Я упомянул, что я говорил о политике, о цензуре и т. д. Но я только напрасно сказал на себя. Мне хотелось только высказать образ идей моих. Никогда я не говорил у Петрашевского об этих предметах. Говорил я у него только три раза или, лучше сказать, два раза. Раз о литературе по поводу спора с Петрашевским из-за Крылова и другой раз о личности и об эгоизме. Вообще я человек неразговорчивый и не люблю громко говорить, там где есть мне незнакомые. Образ мыслей моих и я весь известен только очень немногим моим приятелям. От больших споров я удаляюсь и люблю уступить, только бы меня оставили в покое. Но я был вызван на этот литературный спор, темой которого, с моей стороны, было то, что искусство не нуждается в направлении, что искусство само себе целью, что автор должен только хлопотать о художественности, а идея придет сама собою; ибо она необходимое условие художественности. Одним словом, известно, что это направление диаметрально противуположно газетному и пожарному. Многим тоже известно, что это направление мое уже в продолжение нескольких лет. Наконец, спор наш слышали все у Петрашевского; все могут засвидетельствовать то, что я говорил. Кончилось тем, что оказалось, что Петрашевский со мною одних идей о литературе; но что мы не понимали друг друга. Об этом заключении тоже все слышали. И я заметил, наконец, что весь спор вышел отчасти из самолюбия; потому что я заподозрил раз Петрашевского в отчетливом знании по этому предмету. Что же касается до второй темы: о личности и эгоизме, то в ней я хотел доказать, что между нами более амбиции, чем настоящего человеческого достоинства, что мы сами впадаем в самоумаление, в размельчение личности от мелкого самолюбия, от эгоизма и от бесцельности занятий. Эта тема чисто психологическая.

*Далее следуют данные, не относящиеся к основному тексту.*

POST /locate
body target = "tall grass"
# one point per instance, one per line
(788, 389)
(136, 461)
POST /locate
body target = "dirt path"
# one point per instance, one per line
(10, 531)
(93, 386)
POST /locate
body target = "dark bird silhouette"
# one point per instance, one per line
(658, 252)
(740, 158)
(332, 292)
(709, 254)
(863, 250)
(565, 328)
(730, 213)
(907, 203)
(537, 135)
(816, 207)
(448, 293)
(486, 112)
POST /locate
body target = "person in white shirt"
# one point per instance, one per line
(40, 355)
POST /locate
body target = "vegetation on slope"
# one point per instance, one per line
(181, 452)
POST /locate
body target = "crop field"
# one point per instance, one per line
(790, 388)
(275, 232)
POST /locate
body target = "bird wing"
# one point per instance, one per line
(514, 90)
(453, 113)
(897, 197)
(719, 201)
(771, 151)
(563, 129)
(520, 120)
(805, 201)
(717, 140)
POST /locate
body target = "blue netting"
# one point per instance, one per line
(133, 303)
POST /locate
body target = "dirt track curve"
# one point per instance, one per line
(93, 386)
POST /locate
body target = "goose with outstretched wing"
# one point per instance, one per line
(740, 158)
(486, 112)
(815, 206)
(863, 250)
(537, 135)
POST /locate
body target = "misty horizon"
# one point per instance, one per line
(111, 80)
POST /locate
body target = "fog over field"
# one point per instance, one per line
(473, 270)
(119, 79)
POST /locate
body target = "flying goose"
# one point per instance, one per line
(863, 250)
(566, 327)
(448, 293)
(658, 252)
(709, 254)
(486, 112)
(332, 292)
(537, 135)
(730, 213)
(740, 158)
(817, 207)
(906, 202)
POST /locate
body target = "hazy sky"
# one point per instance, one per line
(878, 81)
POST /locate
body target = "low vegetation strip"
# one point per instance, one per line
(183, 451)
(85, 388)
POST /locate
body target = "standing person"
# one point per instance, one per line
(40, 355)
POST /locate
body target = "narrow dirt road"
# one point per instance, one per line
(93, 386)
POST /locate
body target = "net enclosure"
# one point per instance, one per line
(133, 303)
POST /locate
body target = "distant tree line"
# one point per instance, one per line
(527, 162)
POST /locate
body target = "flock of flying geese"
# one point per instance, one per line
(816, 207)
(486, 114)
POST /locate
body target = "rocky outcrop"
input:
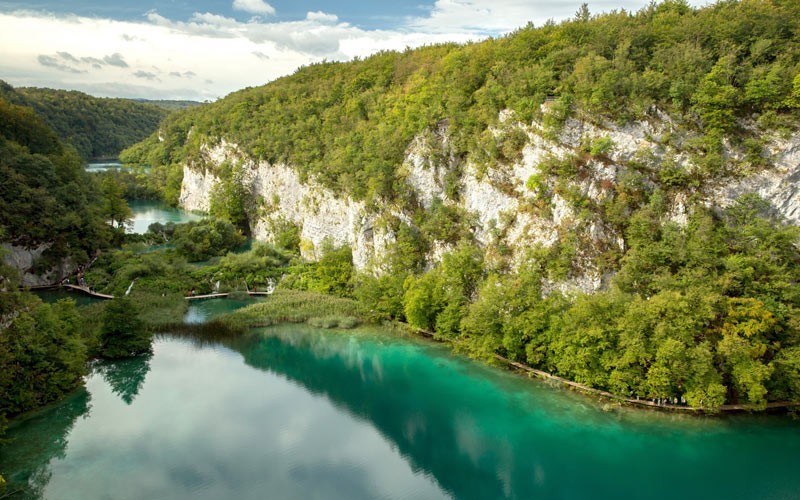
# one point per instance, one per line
(779, 185)
(24, 259)
(504, 207)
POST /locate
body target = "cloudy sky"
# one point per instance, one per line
(203, 50)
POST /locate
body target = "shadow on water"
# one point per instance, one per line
(39, 440)
(476, 432)
(481, 434)
(126, 377)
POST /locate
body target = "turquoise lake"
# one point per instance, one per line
(146, 212)
(295, 412)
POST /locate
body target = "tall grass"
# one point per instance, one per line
(295, 306)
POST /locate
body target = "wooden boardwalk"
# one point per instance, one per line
(639, 402)
(83, 289)
(223, 295)
(87, 291)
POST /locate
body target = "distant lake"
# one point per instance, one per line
(102, 166)
(146, 212)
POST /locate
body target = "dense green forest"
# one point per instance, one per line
(350, 123)
(706, 311)
(47, 198)
(97, 127)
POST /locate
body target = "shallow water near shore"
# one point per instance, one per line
(296, 412)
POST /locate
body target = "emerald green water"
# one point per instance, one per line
(146, 212)
(293, 412)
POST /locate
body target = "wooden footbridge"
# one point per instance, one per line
(88, 291)
(223, 295)
(83, 289)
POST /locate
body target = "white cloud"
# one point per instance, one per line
(217, 55)
(322, 17)
(254, 7)
(493, 17)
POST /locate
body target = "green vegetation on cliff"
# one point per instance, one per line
(97, 127)
(706, 311)
(349, 124)
(46, 197)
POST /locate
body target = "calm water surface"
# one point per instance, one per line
(146, 212)
(102, 166)
(293, 412)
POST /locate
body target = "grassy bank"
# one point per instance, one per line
(296, 306)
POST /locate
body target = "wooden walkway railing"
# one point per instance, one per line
(88, 291)
(638, 402)
(223, 295)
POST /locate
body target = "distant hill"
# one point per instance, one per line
(47, 200)
(170, 105)
(97, 127)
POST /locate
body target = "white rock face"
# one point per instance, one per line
(23, 260)
(314, 209)
(196, 190)
(779, 185)
(499, 201)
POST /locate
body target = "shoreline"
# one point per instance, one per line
(601, 395)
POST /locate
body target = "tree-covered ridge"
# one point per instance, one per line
(46, 197)
(96, 127)
(349, 124)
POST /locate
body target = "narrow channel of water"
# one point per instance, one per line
(294, 412)
(146, 212)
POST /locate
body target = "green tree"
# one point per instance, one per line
(115, 209)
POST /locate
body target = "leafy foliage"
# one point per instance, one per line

Я сказал, что в обществе, которое собиралось у Петрашевского, не было ни малейшей целости, ни малейшего единства, ни в мыслях, ни в направлениях мыслей. Казалось, это был спор, который начался один раз, с тем чтоб никогда не кончиться. Во имя этого спора и собиралось общество — чтоб спорить и доспориться; ибо каждый почти раз расходились с тем, чтобы в следующий раз возобновить спор с новою силою, чувствуя, что не высказали и десятой части того, что хотелось сказать. Без споров у Петрашевского было бы чрезвычайно скучно, потому что одни споры и противуречия и могли соединить этих разнохарактерных людей. Говорилось обо всем и ни об чем исключительно, и говорилось так, как говорится в каждом кружке, собравшемся случайно. Я так уверен. И если я участвовал иногда в спорах у Петрашевского, если я ездил к нему и не пугался того, когда слышал иное горячее слово, то это потому, что совершенно был уверен (и уверен в том до сих пор), что тут дело происходило семейственно, в кругу общих знакомых и приятелей Петрашевского, а не публично. Так и действительно было, и если теперь обратили такое исключительное внимание на то, что было у Петрашевского, то, мне кажется, это произошло оттого, что Петрашевский известен почти всему Петербургу своими странностями и эксцентричностями, а поэтому и вечера его известны; а я знаю положительно, что молва преувеличивала их значение, хотя в людской молве было больше насмешки к вечерам Петрашевского, чем опасения. Тем, что говорилось иногда довольно откровенно (но всегда в виде сомнения и всегда то, что говорилось, подымалось на спор), я не смущался. Потому что, по моей идее, лучше пусть иной горячий парадокс, иное сомнение идет на суд других (конечно, не на площадь, а в приятельский круг), чем остается внутри человека без выхода, черствеет и укореняется в душе его. Общий спор полезнее уединения. Истина всегда наверх всплывет, и здравый смысл одержит победу; так я смотрел на эти собрания и на основании такого взгляда ходил иногда к Петрашевскому. И опыт оправдал меня. Потому что, например, о фурьеризме перестали наконец совсем говорить, ибо фурьеризм был засыпан насмешками со всех сторон, даже как учение. Но если бы решился кто-нибудь у Петрашевского говорить о применении системы Фурье к нашему общественному быту, то ему тут же бы безо всяких околичностей насмеялись в глаза. Я говорю так потому, что уверен в истине слов моих.